Em 1992 nasce a II República com a cessação dos conflitos armados protagonizados pela UNITA e o MPLA, por força dos acordos de Lusaka em que as duas forças entenderam lançar um país de vocação democrática assente no primado das leis. Mas Angola está destruída pelas guerras e enfraquecida pelos graves problemas sociais. As eleições livres acontecem num clima de suspeições, não produzem os efeitos esperados pelo povo e a frustração das partes leva ao reinício das guerras civis para o desespero de todos os angolanos. Como consequência, as previsões constitucionais de um regime social e económico aberto a participação do indivíduo e à livre concorrência são “arquivados” e o povo vai enfrentar ainda o fantasma do partido-Estado com o MPLA procurando reformar os seus velhos hábitos de gestão da coisa pública.
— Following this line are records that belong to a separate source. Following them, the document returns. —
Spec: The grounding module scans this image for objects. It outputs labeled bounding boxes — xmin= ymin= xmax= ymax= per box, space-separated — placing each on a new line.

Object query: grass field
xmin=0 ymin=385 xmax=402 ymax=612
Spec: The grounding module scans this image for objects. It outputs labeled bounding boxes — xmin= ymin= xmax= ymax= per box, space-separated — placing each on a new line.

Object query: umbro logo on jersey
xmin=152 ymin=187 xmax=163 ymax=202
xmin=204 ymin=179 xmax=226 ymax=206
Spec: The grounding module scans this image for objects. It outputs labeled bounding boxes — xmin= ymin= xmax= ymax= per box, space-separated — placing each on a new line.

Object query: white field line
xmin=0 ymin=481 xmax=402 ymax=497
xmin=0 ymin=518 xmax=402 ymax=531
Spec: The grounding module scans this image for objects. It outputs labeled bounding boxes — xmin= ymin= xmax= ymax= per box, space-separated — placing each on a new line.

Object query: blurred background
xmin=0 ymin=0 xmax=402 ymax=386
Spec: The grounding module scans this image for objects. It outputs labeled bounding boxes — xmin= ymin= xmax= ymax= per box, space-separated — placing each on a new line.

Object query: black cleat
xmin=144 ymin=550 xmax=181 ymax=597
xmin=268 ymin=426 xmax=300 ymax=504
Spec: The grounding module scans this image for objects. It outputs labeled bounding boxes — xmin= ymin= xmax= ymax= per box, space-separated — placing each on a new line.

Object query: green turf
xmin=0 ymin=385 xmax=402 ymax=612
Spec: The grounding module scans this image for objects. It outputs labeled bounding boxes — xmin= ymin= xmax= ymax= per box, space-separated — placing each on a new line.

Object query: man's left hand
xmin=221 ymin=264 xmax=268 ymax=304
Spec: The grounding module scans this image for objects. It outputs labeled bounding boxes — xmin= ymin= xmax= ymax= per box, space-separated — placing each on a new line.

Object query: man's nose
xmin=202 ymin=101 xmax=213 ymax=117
O país mergulha numa economia de concorrência selvagem onde a corrupção e o clientelismo são palavras de ordem para os “novos-ricos”. Há uma confusão nas estruturas sociais onde a permissão de uma economia de livre concorrência é misturada a uma ditadura política persistente desde a primeira República, e como tal a economia privada não nasce ante a um conjunto de constrangimentos políticos.

Contudo, há um Governo de Unidade e Reconciliação Nacional (GURN) que junta partidos da oposição ao MPLA na governação do Estado configurando um “cocktail político dos diabos” em que os que acusam de má governação podem ser vistos a participar dela, sendo contudo uma experiência muito válida para a manutenção de um clima de esperança para dias melhores. Em 2002 está claro que a guerra faz parte do passado, com a morte do líder da UNITA e rendição de todas as suas forças militares. Durante 16 anos as eleições democráticas não aconteceram e o clima de relativa paz vai levar o MPLA a organizar e a realizar as segundas eleições legislativas em 2008 vencendo-a esmagadoramente. Nesta II República, os momentos relevantes são notáveis desde 2002 em que a consolidação do processo de paz iniciado em 1992 é nota dominante e pela primeira vez na história da Angola independente o MPLA dirige sem guerras civis de abrangência nacional (há a descontar as operações militares da FLEC-FLAC em Cabinda). Porém, a situação social requer reformas urgentes e profundas. José Eduardo dos Santos dá então um passo significativo: contrai empréstimos volumosos da República Popular da China para acelerar a corrida contra o subdesenvolvimento, embora os seus termos em muito sejam contestáveis. O crescimento económico proporciona está ousadia e temos então Angola a caminhar para algum lado depois de 1975, mesmo quando persistem os profundos problemas sociais herdados da primeira República.

TERCEIRA REPÚBLICA

Com os últimos resultados eleitorais, a Lei constitucional sofre um duro golpe procedimental dando lugar a uma nova reforma precipitando a III República. O MPLA quer uma direcção isolada (sem o GURN ou sombras de fortes partidos de oposição) para começar a corrida ao desenvolvimento numa estratégia em que privilegia a dimensão económica (infra-estruturas técnicas e sociais) em detrimento das políticas sociais de emergência e sustentáveis. Há uma atenção virada para a reconstrução nacional que inclui áreas não vocacionais como a construção do parque imobiliário residencial e o relançamento do sector empresarial do Estado em áreas de plena concorrência com o sector privado. Os volumosos recursos aí mobilizados não permitem um programa de saúde e educação que inspire novos ânimos. Com a reestruturação do Governo, nasce uma dinâmica que inspira uma acelerada reforma jurídico-legal sobretudo no plano infra-ordinário e pela primeira vez a vontade de prestação pública de contas do Estado que permite uma certa monitorização dos programas executivos. Finalmente acontece um discurso à nação na Assembleia Nacional em Outubro deste ano. As estatísticas no sector social ainda são assustadoras (altas taxas de mortalidade infantil, índices elevados de desemprego e de habitação social condigna entre outros problemas). O executivo porém, persiste “no caminho certo” com o privilégio sobre o plano da reconstrução de infra-estruturas económicas numa visão em que o Estado é o único proporcionador do bem-estar económico e social dos cidadãos diante de uma economia privada inexistente.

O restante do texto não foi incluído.